Large scale author identification and obfuscation via deep learning
Benefiting from advances in machine learning and specifically neural networks, there have been significant improvements in tackling many natural language processing problems, including the two that are the focus of this thesis, author identification (i.e. identifying the author of a text) and author obfuscation (i.e. masking the identity of the author). However, the majority of systems in both tasks are designed for limited numbers of authors or rely on manually engineered rules.
This thesis aims at proposing a deep learning based solution for large-scale author identification and obfuscation, where there is in principle no limit on the number of authors. We first target large scale author identification using a similarity-based model. Then, we study applicability of adversarial techniques to similarity-based classifiers formulated as large scale author obfuscation.
Author Identification Author identification is applicable to important matters such as detecting plagiarism or finding ghost writers. Approaches to tackling authorship identification have been conventionally divided into classification-based and similarity-based. Classification-based approaches assign a piece of text to a specific class among all known authorial classes; this works very well for small numbers of candidate authors. Similarity-based methods compare an unknown/query piece of text to known/reference ones and assign the query to the author of the most similar reference. This technique is applicable to larger numbers of authors or for authors beyond the training set. Existing similarity-based methods so far have only embodied static notions of similarity. Deep learning methods, which blur the boundaries between classification-based and similarity-based approaches, are promising in terms of ability to learn a notion of similarity, but have previously only been used in a conventional small-closed-class classification setup.
Siamese networks have been used to develop learned notions of similarity in one-shot image tasks, and also for tasks of mostly semantic relatedness in NLP. We examine their application to the stylistic task of authorship identification on datasets with large numbers of authors, looking at multiple energy functions and neural network architectures, and show that they can substantially outperform previous approaches. Our experiments also involve identifying the effect of features such as topic and named entities on the decision made by the network. Furthermore, in a deeper analysis of the similarity-based model, we examine scores produced by the network to study whether scores on smaller segments of texts are interpretable.

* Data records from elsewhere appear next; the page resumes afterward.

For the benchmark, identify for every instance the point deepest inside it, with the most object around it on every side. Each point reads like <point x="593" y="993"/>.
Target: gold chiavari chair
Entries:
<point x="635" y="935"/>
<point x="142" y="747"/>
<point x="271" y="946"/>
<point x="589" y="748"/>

Author Obfuscation Automatic author obfuscation is a required tool to avoid disclosure of sensitive information mainly for privacy reasons. Recent advances in deep neural networks have boosted author identification performance making author obfuscation more challenging. Existing approaches to author obfuscation are largely heuristic. Obfuscation can, however, be thought of as the construction of adversarial examples to attack author identification, suggesting that the deep learning architectures used for adversarial attacks could have application here. Current architectures are proposed to construct adversarial examples against classification-based models, which in author identification would exclude the high-performing similarity-based models employed when facing large number of authorial classes.
In this thesis, we propose the first deep learning architecture for constructing adversarial examples against similarity-based learners in text processing, and explore its application to author obfuscation. We analyse the output for both success in obfuscation and language acceptability, as well as comparing the performance with some common baselines, showing promising results in finding a balance between safety (i.e how author attributes have been hidden) and soundness of the perturbed texts.